CORAM :      LE JUGE DENAULT

         LE JUGE DÉCARY

         LE JUGE ROBERTSON

ENTRE :


PATRICIA WATT

Modifié lors de l'audience

PATRICIA WATT

PAR SON EXÉCUTEUR TESTAMENTAIRE

DONALD WATT,


appelante,


- et -


SA MAJESTÉ LA REINE,


intimée.

AUDIENCE TENUE à Toronto (Ontario), le lundi 22 septembre 1997 et le mercredi 24 septembre 1997.

JUGEMENT rendu à l'audience à Toronto (Ontario), le mercredi 24 septembre 1997.

MOTIFS DU JUGEMENT : LE JUGE DÉCARY

     A-332-95

CORAM :      LE JUGE DENAULT

         LE JUGE DÉCARY

         LE JUGE ROBERTSON

ENTRE :


PATRICIA WATT

Modifié lors de l'audience

PAR L'INTERMÉDIAIRE DE SON EXÉCUTEUR TESTAMENTAIRE

DONALD WATT,


appelante,


- et -


SA MAJESTÉ LA REINE,


intimée.


MOTIFS DU JUGEMENT

(Prononcés à l'audience, à Toronto (Ontario)

le mercredi 24 septembre 1997.)

LE JUGE DÉCARY :

     Il s'agit, encore une fois, d'une affaire portant sur la notion d'"attente raisonnable de profit", dans le cadre de ce que le juge de la Cour de l'impôt a décrit comme étant :

                 [... ] Cette affaire constitue une situation unique dans laquelle des parents entrepreneurs ayant de gros moyens cherchent à établir une entreprise dans un contexte où leur fille apprend à monter à cheval et à exécuter des sauts en vue d'atteindre le plus haut niveau dans les concours internationaux.                 

     Dans l'exposé de ses motifs, le juge de la Cour de l'impôt n'a pas pu s'inspirer des arrêts récemment rendus par la Cour dans les affaires Tonn c. Canada1, Mastri c. Canada2 et Mohammad c. Canada3. S'il avait eu accès à l'arrêt Tonn, il se serait peut-être exprimé différemment.

     En un mot, la requérant soutient que le juge de la Cour de l'impôt a commis trois erreurs dans sa manière d'appréhender le problème : a) il a commis une erreur sur le principe à appliquer lorsque, au début de l'exposé de ses motifs, il a déclaré que "En l'absence de profit effectif, il semblerait que ce seul fait soit une présomption qui empêche de conclure à une attente raisonnable de profit"; b) il a permis à l'"élément personnel" de l'entreprise de décider de l'appel; et c) il a mal défini la nature de l'entreprise du contribuable et, ce faisant, est parvenu à des conclusions erronées que n'étaye pas la preuve.

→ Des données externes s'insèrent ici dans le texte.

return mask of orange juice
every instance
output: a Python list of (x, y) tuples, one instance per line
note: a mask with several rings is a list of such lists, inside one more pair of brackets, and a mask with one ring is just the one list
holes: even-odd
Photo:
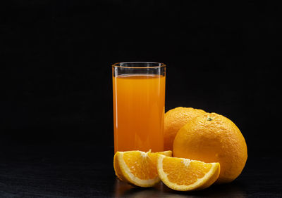
[(165, 77), (113, 77), (114, 150), (164, 150)]

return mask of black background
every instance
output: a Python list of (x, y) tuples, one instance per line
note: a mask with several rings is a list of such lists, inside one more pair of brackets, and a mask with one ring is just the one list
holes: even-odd
[(94, 145), (111, 161), (111, 65), (125, 61), (166, 63), (166, 110), (231, 119), (249, 159), (282, 150), (278, 5), (13, 0), (0, 10), (2, 154)]

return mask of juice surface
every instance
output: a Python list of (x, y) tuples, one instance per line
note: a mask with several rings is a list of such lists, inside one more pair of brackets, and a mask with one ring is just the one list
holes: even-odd
[(113, 77), (114, 150), (164, 150), (165, 77)]

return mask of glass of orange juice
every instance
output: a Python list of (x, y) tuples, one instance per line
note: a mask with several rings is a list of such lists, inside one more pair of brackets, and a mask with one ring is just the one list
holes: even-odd
[(166, 65), (112, 65), (114, 151), (164, 150)]

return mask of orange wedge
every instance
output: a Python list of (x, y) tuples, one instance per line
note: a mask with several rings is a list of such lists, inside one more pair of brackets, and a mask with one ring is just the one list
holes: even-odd
[(219, 163), (204, 163), (185, 158), (159, 154), (157, 171), (168, 187), (189, 191), (201, 190), (213, 184), (219, 176)]
[(171, 156), (171, 151), (147, 152), (142, 151), (117, 152), (114, 157), (114, 168), (118, 178), (128, 183), (152, 187), (160, 179), (157, 171), (158, 154)]

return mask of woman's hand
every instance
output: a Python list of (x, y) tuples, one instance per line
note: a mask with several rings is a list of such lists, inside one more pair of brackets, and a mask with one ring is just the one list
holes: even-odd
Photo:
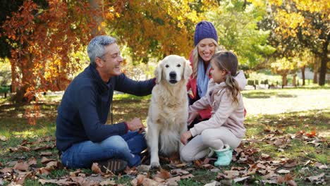
[(180, 140), (183, 144), (186, 144), (189, 138), (192, 137), (192, 135), (191, 135), (190, 131), (188, 130), (181, 135), (181, 137), (180, 138)]
[(189, 117), (188, 117), (188, 125), (190, 125), (191, 123), (192, 123), (192, 121), (194, 121), (195, 118), (196, 118), (198, 116), (200, 116), (200, 114), (198, 113), (197, 111), (192, 111), (192, 112), (189, 113)]

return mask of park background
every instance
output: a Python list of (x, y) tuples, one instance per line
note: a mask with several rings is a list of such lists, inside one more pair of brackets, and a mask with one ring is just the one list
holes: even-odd
[[(329, 6), (326, 0), (1, 0), (0, 185), (329, 184)], [(248, 132), (233, 164), (216, 169), (212, 159), (183, 166), (165, 159), (161, 173), (129, 170), (97, 180), (94, 170), (61, 167), (56, 108), (89, 64), (89, 41), (115, 37), (123, 73), (141, 80), (153, 78), (167, 55), (188, 58), (202, 20), (237, 54), (248, 78)], [(118, 92), (115, 121), (139, 115), (145, 123), (149, 98)]]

     En ce qui concerne la première erreur alléguée par l'appelante, nous convenons, avec son avocat, que ce principe ne peut se réclamer de la jurisprudence. Tout en reconnaissant que cette manière d'énoncer le problème [traduction] "était un peu outrée", l'avocat de l'intimée fait néanmoins valoir que ladite affirmation n'a aucunement influencé la manière dont le juge a ensuite analysé la preuve. Nous en convenons avec l'avocat de l'intimée. Après avoir examiné dans leur intégralité les motifs du jugement, nous estimons que le juge de la Cour de l'impôt n'a pas fait une application erronée du critère posé par la jurisprudence.

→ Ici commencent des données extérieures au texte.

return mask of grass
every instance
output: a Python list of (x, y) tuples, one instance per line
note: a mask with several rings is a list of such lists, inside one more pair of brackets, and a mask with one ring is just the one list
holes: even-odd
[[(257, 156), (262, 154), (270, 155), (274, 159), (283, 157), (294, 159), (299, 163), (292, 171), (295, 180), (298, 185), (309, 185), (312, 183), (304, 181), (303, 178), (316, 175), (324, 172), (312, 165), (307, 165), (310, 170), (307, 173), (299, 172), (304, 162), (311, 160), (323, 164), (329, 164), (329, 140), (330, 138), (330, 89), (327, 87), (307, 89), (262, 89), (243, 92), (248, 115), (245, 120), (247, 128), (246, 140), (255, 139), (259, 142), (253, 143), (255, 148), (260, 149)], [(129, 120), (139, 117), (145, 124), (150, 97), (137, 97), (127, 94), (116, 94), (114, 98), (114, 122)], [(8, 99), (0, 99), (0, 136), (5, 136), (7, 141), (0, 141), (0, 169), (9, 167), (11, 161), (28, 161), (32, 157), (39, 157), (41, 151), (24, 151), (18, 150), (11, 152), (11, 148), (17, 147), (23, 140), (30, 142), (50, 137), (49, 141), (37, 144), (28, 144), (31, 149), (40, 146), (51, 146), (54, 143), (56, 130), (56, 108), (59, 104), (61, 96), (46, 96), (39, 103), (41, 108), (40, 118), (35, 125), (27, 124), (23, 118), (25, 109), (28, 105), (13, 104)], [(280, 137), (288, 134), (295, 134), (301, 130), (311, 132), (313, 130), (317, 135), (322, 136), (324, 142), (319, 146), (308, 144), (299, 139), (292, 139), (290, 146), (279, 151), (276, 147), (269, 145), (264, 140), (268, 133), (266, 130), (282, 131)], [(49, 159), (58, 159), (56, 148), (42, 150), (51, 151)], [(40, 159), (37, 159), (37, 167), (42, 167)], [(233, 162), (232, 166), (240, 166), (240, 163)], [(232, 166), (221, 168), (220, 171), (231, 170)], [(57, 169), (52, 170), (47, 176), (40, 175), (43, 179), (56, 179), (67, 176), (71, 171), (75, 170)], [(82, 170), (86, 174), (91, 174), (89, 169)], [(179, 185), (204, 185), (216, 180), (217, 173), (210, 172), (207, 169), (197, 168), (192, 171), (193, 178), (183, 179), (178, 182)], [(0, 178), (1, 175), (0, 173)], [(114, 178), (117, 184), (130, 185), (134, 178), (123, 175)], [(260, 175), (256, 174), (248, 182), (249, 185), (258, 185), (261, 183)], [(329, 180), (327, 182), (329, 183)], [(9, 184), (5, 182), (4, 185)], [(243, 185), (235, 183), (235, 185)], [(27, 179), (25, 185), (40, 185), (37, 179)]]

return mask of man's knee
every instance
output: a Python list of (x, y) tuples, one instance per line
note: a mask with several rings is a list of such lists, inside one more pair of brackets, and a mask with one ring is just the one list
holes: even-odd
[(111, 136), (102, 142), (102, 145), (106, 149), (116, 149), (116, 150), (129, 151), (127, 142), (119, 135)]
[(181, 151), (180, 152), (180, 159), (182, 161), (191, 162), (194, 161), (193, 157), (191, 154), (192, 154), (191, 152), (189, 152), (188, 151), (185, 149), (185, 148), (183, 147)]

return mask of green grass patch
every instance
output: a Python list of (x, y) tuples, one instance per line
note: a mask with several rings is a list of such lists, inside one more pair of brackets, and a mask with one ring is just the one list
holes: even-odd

     En ce qui concerne la deuxième erreur présumée, une interprétation juste des arrêts Tonn4 et Mastri5 nous permet d'affirmer que : a) un élément personnel peut effectivement coexister avec un but lucratif; b) l'existence d'un élément personnel portera la Cour à faire une application plus assidue du critère de l'attente raisonnable de profit; et c) là où l'élément personnel est "poursuivi d'abord et avant tout"6, la preuve incombant au contribuable sera beaucoup plus exhaustive. La Cour estime que le juge de la Cour de l'impôt a conclu que, au vu de la preuve qui lui était présentée, l'avantage personnel prédominait en l'occurrence et, dans ce contexte-là, il a appliqué le critère de l'attente raisonnable de profit. Il n'a en cela commis aucune erreur.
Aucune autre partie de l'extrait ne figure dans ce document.